[Scribus] 1.4

Nicholas Vettese nvettese
Fri Apr 7 21:01:18 CEST 2006


That is how it works.  But try not to think of it as "unstable", but rather 
"not for production".  Much of the code is still being tested throughout 
this process, and as they go along, they find what is wrong, clean it up and 
make it stable.  There is a Roadmap of what will be in the 1.4 series of 
Scribus, and using that roadmap, they know where they need to be, and what 
needs to be finished before calling it 1.4.

Once they have all the features implemented, then they go into a feature 
freeze, and nothing new can be added to the list of features.  While in that 
phase they work to squash all the bugs they can find, and clean up the code. 
After that they can then start the Beta testing, and then the final release.

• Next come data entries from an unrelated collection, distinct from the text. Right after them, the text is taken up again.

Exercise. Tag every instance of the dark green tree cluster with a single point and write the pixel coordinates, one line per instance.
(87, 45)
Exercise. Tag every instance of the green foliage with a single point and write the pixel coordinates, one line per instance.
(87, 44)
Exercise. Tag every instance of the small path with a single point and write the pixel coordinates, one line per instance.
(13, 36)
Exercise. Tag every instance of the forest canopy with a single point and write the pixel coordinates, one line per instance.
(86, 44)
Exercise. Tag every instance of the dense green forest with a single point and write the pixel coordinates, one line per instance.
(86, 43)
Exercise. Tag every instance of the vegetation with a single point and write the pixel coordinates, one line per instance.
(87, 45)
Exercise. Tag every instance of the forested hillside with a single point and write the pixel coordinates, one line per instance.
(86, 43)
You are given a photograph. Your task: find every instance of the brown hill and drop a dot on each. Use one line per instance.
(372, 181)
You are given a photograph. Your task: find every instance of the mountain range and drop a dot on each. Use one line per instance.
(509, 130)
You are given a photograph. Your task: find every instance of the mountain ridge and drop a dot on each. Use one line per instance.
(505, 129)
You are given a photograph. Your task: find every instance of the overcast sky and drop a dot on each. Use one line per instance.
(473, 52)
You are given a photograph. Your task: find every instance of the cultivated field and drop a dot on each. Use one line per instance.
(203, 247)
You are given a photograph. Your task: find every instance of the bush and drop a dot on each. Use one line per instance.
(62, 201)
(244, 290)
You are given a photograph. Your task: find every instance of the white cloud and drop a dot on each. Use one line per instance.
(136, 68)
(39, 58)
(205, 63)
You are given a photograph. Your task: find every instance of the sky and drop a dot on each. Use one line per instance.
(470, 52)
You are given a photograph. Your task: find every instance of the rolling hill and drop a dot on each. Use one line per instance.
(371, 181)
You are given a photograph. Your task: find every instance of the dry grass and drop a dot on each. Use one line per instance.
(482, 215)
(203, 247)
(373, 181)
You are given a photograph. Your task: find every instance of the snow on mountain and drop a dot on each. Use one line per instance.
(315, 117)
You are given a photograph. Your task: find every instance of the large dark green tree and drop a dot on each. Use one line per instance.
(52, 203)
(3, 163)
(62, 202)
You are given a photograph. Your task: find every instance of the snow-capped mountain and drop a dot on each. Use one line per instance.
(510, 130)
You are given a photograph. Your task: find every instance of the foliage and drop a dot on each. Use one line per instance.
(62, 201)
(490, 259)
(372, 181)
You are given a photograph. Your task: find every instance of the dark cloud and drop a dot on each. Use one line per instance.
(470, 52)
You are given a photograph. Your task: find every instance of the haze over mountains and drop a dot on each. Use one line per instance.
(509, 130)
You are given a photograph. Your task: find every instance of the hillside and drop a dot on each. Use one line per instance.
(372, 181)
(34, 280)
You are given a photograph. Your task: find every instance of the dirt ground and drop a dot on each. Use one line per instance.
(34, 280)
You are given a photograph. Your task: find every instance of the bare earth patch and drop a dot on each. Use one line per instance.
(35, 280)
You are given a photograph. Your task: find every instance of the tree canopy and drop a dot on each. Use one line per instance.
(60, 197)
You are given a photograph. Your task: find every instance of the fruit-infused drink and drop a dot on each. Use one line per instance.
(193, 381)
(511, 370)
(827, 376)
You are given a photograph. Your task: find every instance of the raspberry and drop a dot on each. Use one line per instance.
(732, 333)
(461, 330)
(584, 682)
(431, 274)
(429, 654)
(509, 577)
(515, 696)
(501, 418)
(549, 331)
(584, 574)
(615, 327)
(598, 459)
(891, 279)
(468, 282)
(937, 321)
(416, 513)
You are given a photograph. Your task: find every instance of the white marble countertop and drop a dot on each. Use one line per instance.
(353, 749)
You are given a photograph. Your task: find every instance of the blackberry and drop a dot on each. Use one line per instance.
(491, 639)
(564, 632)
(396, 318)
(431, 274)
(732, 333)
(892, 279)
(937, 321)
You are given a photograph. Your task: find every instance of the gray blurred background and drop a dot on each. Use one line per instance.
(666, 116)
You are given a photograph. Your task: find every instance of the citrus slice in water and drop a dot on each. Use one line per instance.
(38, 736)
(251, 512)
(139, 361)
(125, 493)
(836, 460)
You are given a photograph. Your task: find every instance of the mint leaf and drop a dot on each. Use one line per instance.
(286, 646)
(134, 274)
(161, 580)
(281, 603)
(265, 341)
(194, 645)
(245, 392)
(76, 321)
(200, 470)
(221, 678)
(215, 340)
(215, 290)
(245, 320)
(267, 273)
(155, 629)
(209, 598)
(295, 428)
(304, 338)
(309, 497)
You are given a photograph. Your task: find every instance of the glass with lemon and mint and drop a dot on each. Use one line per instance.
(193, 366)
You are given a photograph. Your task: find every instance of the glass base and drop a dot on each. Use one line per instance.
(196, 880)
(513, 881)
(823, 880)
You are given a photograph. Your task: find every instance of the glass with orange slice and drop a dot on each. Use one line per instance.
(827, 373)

I hope this helped to clear it up.

Nick


----- Original Message ----- 
From: "Gregory Pittman" <gpittman at iglou.com>
To: <scribus at nashi.altmuehlnet.de>
Sent: Friday, April 07, 2006 2:56 PM
Subject: Re: [Scribus] 1.4


> Peter Nermander wrote:
>>> To me, this is one of the confusing things about advice on the list.
>>> When people ask about some feature that doesn't exist on 1.2.x they are
>>> told to use 1.3.x, but when they complain about some rough edges in
>>> 1.3.x, they are told they shouldn't be using 1.3.x for "production 
>>> work."
>>>
>>
>> The Scribus  project uses a convention (same as Linux kernel if I 
>> understand right) that only "even" version are considered stable. "Odd" 
>> versions are development versions and their focus is not aimed at 
>> stability but improvement.
>>
>> So, 1.2 is the current stable version, the next stable version will be 
>> 1.4.
>>
> I guess what you're suggesting is that the entire series of 1.3.x will
> be unstable, then magically 1.4 will be stable?